The face was smooth, sexless, androgynous. The expression was ambiguous: the mouth was pursed in what might have been a quiet smile or a moue of silent resignation. Perhaps it was a sardonic smirk.
The hands of the figure were folded behind the clock face. A pendulum of pr
odigious length swung with glacial slowness, and weights on chains hung down parallel to the sashes and vertical folds of the carven robe.
Montrose peered up at the clock face, now seeing it was surrounded with a set of busts: a benign newborn peered out at the one o’clock position; then a drooling toddler; a schoolboy in a cap; a prentice in a collar; a recruit with a crew cut; a lad with the shaggy hair of the lovesick was at the bottom of the dial. A foreman in a neckerchief was next; then a full-faced rancher in a top hat, crow’s-feet at his eyes, and a smile of satisfaction. A wrinkled scholar with a long beard came after; then a venerable senior with medical nose plugs; and then, blind and toothless, was a withered mummy face, egg-bald and wearing a necklace of tubes and intravenous feeds. At the twelve o’clock position was a skull, grinning.

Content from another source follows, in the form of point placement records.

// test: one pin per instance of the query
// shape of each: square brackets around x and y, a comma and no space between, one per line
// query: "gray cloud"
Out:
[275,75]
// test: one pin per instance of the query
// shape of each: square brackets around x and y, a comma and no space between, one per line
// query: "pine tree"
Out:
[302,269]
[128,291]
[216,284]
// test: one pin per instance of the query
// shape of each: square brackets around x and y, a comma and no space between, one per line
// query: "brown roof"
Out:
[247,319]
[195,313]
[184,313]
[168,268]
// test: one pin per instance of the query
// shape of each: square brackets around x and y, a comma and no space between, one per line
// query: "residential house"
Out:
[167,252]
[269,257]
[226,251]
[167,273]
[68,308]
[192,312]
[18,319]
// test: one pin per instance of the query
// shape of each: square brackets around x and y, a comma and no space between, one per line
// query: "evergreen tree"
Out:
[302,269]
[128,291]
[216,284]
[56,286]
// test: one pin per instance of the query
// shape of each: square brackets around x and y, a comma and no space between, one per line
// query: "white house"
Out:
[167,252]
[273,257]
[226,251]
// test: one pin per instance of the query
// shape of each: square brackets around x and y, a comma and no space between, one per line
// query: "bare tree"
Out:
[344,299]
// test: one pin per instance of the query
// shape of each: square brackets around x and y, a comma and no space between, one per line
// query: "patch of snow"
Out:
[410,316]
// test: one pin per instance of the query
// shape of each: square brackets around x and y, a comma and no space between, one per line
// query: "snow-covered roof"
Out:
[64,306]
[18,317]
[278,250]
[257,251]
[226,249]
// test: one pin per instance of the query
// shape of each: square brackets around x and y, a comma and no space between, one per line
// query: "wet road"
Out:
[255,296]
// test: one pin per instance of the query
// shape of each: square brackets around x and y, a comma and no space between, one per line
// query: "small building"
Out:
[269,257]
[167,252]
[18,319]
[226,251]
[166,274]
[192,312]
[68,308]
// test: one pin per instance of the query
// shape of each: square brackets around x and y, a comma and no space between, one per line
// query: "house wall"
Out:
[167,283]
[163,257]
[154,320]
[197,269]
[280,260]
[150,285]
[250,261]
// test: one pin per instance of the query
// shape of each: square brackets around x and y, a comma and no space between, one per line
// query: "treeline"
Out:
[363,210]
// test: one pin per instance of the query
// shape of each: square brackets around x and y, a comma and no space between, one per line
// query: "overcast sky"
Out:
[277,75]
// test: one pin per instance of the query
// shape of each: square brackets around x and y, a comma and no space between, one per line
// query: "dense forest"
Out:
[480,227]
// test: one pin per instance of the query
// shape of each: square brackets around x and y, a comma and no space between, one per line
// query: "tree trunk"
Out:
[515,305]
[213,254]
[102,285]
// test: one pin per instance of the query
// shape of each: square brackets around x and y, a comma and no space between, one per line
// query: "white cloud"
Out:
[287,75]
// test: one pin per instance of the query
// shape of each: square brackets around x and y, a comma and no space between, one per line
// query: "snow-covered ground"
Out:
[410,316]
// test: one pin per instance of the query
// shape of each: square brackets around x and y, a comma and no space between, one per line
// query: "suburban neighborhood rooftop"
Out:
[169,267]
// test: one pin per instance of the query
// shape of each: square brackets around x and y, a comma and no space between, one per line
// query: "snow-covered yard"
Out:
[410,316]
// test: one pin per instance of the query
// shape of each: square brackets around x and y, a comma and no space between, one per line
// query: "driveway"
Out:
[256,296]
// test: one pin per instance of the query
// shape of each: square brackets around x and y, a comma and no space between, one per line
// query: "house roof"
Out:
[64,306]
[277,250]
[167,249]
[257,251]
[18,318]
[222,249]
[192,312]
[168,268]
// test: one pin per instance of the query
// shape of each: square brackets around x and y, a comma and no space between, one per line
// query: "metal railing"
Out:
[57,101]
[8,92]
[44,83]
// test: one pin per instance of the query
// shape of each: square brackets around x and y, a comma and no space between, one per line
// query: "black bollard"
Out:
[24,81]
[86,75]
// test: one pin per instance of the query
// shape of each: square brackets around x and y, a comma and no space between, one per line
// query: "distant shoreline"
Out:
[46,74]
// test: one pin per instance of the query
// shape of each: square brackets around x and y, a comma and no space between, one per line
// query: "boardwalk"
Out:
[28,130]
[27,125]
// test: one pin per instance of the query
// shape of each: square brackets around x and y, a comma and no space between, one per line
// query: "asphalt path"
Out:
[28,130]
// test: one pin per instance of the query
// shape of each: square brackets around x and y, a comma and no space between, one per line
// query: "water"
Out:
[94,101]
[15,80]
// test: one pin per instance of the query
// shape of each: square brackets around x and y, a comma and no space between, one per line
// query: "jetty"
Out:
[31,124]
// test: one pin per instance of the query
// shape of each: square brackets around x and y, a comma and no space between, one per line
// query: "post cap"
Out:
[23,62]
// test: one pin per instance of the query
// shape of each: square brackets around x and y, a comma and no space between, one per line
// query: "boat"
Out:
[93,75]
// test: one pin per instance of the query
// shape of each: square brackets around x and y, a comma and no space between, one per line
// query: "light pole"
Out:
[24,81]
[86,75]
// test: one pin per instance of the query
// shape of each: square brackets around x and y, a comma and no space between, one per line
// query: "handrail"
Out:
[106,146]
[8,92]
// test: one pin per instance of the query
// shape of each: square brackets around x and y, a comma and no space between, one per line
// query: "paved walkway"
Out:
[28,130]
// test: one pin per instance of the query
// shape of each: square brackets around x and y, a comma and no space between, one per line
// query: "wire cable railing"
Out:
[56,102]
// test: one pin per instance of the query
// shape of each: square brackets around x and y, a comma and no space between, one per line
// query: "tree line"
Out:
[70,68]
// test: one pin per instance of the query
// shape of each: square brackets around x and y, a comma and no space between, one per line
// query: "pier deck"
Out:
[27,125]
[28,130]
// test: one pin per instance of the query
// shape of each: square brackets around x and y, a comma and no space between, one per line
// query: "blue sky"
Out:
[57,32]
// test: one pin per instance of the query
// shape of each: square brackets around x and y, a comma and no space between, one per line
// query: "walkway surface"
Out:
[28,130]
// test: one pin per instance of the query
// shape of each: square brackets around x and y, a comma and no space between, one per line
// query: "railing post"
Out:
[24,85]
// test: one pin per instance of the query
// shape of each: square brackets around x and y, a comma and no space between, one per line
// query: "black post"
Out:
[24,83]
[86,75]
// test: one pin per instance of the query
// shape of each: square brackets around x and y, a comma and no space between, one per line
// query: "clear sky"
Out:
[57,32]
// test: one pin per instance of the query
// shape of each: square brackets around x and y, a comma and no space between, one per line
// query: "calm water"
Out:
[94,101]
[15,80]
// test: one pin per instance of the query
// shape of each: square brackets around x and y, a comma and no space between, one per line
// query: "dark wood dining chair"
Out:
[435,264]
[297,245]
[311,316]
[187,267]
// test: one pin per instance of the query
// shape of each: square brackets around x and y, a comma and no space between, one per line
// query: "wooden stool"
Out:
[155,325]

The hands stood at the skull and the mummy, with a crescent moon visible in a little window above. Five till midnight.
Between the metal sandals of the statue was a suit of armor, bulky, big-shouldered, with a helmet like a tortoise shell, lacking any neck, and with a single eyeslit. On a stand beside the armor, at its right hand, was a Krupp firearm, broken, with its chamber open, a set of nine-inch-long escort bullets, the foot-long main shot with booster, and the packets, tubes, and tools for packing chaff. It was his gun.
He looked up. Either his eyes were playing tricks or the hooded clocktower had leaned its head forward to peer down at him. He thought he caught a glimpse of a reflection shining from the shadows above the nose, the twinkle of an eye.